Built on top of the MCP Python SDK—the same foundation every MCP server uses—the tool executes MCP calls as bash commands and only injects responses into the context window when explicitly requested. This extends to OpenAPI and REST APIs too, meaning anything without a native MCP server can still play along.

The AI LABS team backed their efficiency claims with actual numbers. They ran automated tests using TikToken for token counting. The tool proved both cheaper and faster than native MCP handling. In an industry where "trust me, it's better" often substitutes for data, having concrete measurements stands out.

Security Theater Versus Actual Security

If you're running these tools as bash commands, you might worry about API keys and access tokens appearing in process listings where anyone with the right permissions can see them. Fair concern. MCP2CLI handles sensitive data through environment variables, file path references, or secret managers that inject credentials at runtime. The secrets never appear in the command line arguments themselves.

When the AI LABS team connected their Supabase MCP, they noticed their agent didn't put the access token directly in the tool call. Instead, it referenced their .env.local file at the project level. Basic security hygiene, but the kind that's easy to skip when you're moving fast.

They connected four MCPs total: Supabase for backend, GitHub for version control, Puppeteer for browser testing, and Context7 for documentation grounding. Seventy-eight tools across those four servers.

The Skills Versus Instructions Distinction

During implementation, their agent made a predictable mistake—using deprecated middleware for session refresh logic in Next.js. They'd created a claude.md file with instructions to check Context7 before writing code, but the agent ignored it until they explicitly pointed out the error.
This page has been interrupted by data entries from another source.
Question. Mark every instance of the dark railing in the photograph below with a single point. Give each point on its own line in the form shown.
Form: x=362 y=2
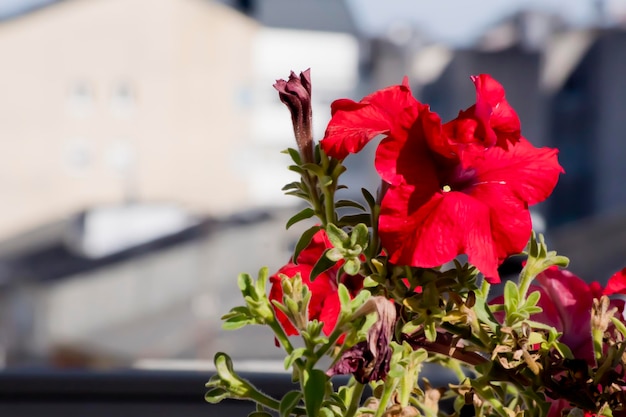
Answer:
x=133 y=393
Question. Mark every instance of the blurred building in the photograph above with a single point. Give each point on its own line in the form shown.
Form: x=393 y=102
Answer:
x=137 y=137
x=116 y=100
x=109 y=106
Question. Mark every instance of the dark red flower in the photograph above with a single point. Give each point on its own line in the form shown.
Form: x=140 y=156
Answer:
x=370 y=359
x=567 y=300
x=295 y=93
x=324 y=305
x=460 y=188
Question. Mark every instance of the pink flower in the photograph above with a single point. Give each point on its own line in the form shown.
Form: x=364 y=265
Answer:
x=566 y=301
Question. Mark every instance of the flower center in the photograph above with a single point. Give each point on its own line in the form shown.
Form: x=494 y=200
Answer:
x=458 y=179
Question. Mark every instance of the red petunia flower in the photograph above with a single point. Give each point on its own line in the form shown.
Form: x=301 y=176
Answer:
x=393 y=111
x=477 y=207
x=460 y=188
x=567 y=300
x=490 y=122
x=324 y=305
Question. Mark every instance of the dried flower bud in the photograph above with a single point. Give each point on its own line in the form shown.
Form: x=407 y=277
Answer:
x=296 y=94
x=369 y=360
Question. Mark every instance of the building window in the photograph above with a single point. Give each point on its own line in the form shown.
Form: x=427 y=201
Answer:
x=80 y=98
x=123 y=99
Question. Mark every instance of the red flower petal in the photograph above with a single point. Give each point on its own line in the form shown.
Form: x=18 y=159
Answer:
x=617 y=283
x=353 y=124
x=431 y=234
x=530 y=173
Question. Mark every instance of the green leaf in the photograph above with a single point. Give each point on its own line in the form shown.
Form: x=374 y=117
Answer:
x=294 y=154
x=344 y=296
x=304 y=214
x=315 y=169
x=511 y=297
x=237 y=322
x=216 y=395
x=430 y=330
x=314 y=390
x=532 y=299
x=321 y=265
x=289 y=402
x=371 y=201
x=337 y=236
x=244 y=281
x=352 y=266
x=360 y=236
x=296 y=168
x=296 y=354
x=292 y=186
x=304 y=241
x=349 y=203
x=351 y=219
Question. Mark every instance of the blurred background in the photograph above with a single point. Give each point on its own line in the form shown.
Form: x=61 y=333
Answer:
x=140 y=167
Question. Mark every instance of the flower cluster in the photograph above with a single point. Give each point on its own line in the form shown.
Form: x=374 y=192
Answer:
x=462 y=187
x=381 y=286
This led them to a better approach: Skills instead of instruction files. As the video explains, "Skills are better because their descriptions are loaded directly into the agents context. So, it already knows what tools are available and when to use them rather than us just dumping instructions into claude.md and hoping it reads them."

The distinction matters. Instructions in a file depend on the agent reading and following them. Skills get loaded into context automatically, making the guidance unavoidable rather than optional.

The Cursor Influence

The most interesting capability came from borrowing an idea from Cursor's context editing workflow. Cursor treats MCP results as files, letting agents use bash tools like grep for pattern matching and data extraction. The AI LABS team tried implementing this in other coding agents but couldn't make it work because MCPs were handled natively.
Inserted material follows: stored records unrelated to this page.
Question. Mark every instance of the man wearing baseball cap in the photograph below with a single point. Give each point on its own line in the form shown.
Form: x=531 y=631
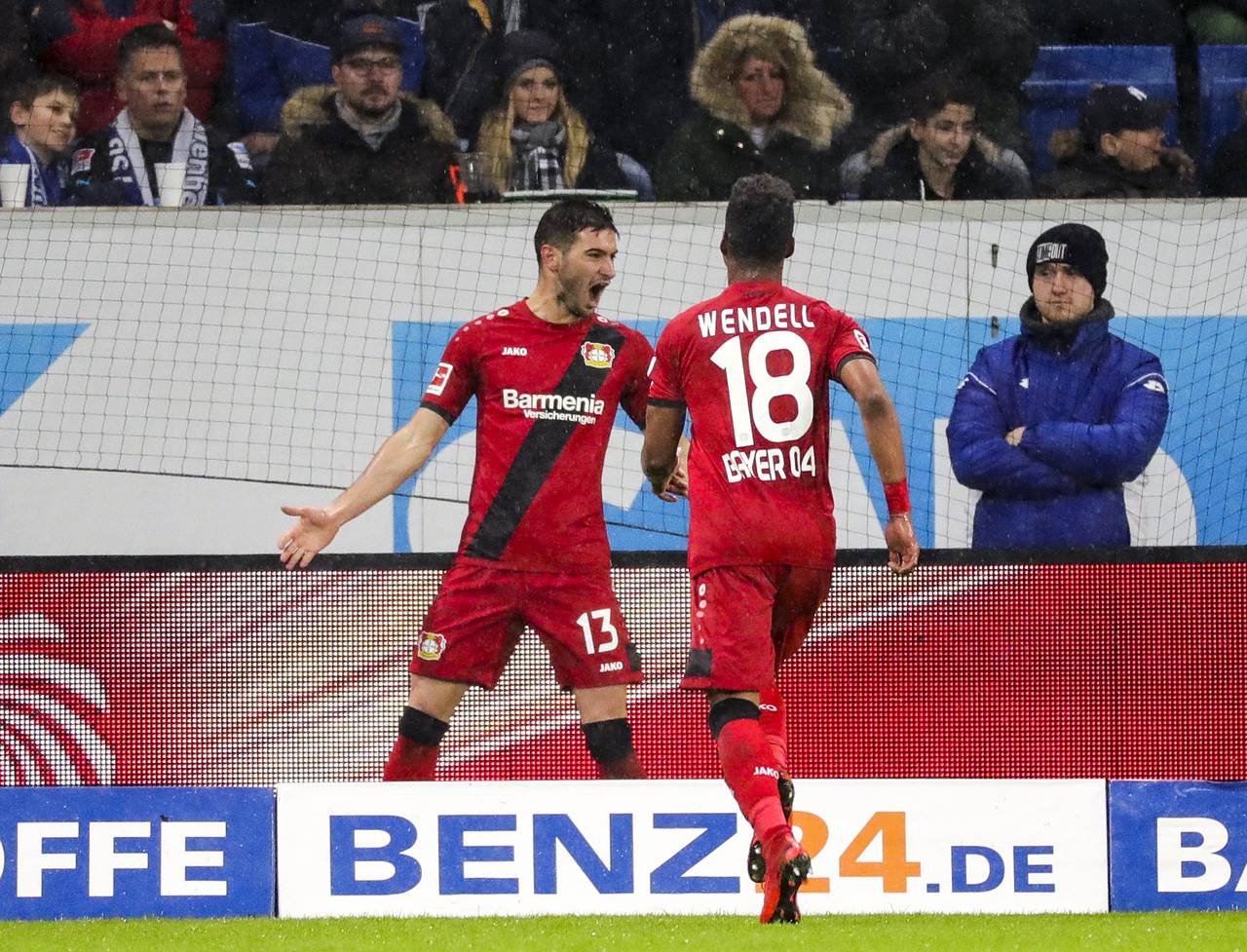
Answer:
x=359 y=141
x=1051 y=423
x=1118 y=151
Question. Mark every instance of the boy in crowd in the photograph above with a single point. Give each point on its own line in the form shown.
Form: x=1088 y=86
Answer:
x=44 y=115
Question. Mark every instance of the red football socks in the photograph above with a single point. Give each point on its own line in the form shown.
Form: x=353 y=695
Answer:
x=752 y=775
x=774 y=721
x=409 y=760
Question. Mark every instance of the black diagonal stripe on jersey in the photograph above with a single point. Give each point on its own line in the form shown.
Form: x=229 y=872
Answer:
x=539 y=452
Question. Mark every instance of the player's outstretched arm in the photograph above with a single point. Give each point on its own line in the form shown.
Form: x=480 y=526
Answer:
x=860 y=378
x=660 y=456
x=396 y=462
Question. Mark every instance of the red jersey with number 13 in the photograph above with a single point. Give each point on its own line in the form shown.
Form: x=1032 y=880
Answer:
x=547 y=397
x=752 y=365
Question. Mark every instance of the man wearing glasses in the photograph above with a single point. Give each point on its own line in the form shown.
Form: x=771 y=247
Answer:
x=361 y=142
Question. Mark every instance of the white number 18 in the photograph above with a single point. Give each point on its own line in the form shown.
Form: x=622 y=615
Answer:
x=766 y=387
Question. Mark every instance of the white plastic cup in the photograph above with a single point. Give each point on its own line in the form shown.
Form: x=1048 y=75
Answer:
x=476 y=173
x=170 y=177
x=14 y=180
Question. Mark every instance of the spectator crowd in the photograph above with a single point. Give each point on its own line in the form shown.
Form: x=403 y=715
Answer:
x=378 y=101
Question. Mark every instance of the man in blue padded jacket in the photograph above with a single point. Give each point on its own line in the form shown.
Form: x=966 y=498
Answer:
x=1051 y=423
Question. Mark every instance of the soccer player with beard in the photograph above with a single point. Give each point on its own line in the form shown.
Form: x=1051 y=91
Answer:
x=751 y=367
x=548 y=374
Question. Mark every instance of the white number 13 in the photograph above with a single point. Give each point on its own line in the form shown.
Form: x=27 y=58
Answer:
x=602 y=617
x=766 y=387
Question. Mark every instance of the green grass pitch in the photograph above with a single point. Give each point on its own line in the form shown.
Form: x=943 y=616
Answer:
x=1166 y=933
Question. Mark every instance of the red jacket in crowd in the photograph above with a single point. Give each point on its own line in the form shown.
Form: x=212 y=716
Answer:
x=79 y=39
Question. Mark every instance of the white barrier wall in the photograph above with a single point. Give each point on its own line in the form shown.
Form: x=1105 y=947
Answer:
x=172 y=377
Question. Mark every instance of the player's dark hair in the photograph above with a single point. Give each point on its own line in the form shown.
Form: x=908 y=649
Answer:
x=148 y=36
x=938 y=90
x=564 y=220
x=760 y=220
x=36 y=86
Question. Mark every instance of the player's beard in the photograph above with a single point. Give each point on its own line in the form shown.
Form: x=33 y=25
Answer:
x=579 y=305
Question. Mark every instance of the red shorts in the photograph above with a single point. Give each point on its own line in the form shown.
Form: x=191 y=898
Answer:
x=747 y=621
x=475 y=622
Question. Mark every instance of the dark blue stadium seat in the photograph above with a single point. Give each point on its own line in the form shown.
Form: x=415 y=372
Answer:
x=1223 y=74
x=1064 y=75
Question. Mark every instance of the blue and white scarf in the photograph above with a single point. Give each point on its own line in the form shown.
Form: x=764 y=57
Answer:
x=130 y=168
x=45 y=183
With MCP2CLI treating MCPs as bash command tools, the approach becomes possible. They added an instruction: when any MCP produces large output, redirect it to a file instead of dumping it into the context window. The agent can then use standard Unix tools to extract what it needs.

They also found value in the Toon output format—"an efficient format because it combines indentation and CSV style lists, compacting large information into much smaller chunks as compared to JSON and YAML." Token efficiency through better formatting. Novel idea in 2025: make your data representation smaller.

Pattern Recognition

I've watched enough protocol iterations to recognize what's happening here. MCPs solved a [real problem—standardizing how AI agents connect to external tools. But they created a new problem in the process. Now we're solving the second problem, which will likely create a third problem, and so on.

This isn't cynicism. It's just how technology evolves. Each solution reveals new constraints we didn't see before. The question isn't whether MCP2CLI is perfect—it's whether it moves the constraint to somewhere less painful.

For teams running production AI coding setups with dozens of connected tools, context bloat is a real cost. Every token in that window is money and latency. If MCP2CLI meaningfully reduces that cost while maintaining flexibility, it's worth the added complexity of bash command conversion.

The test will come when more teams try this in production environments more complex than demo projects. That's when the third problem usually reveals itself.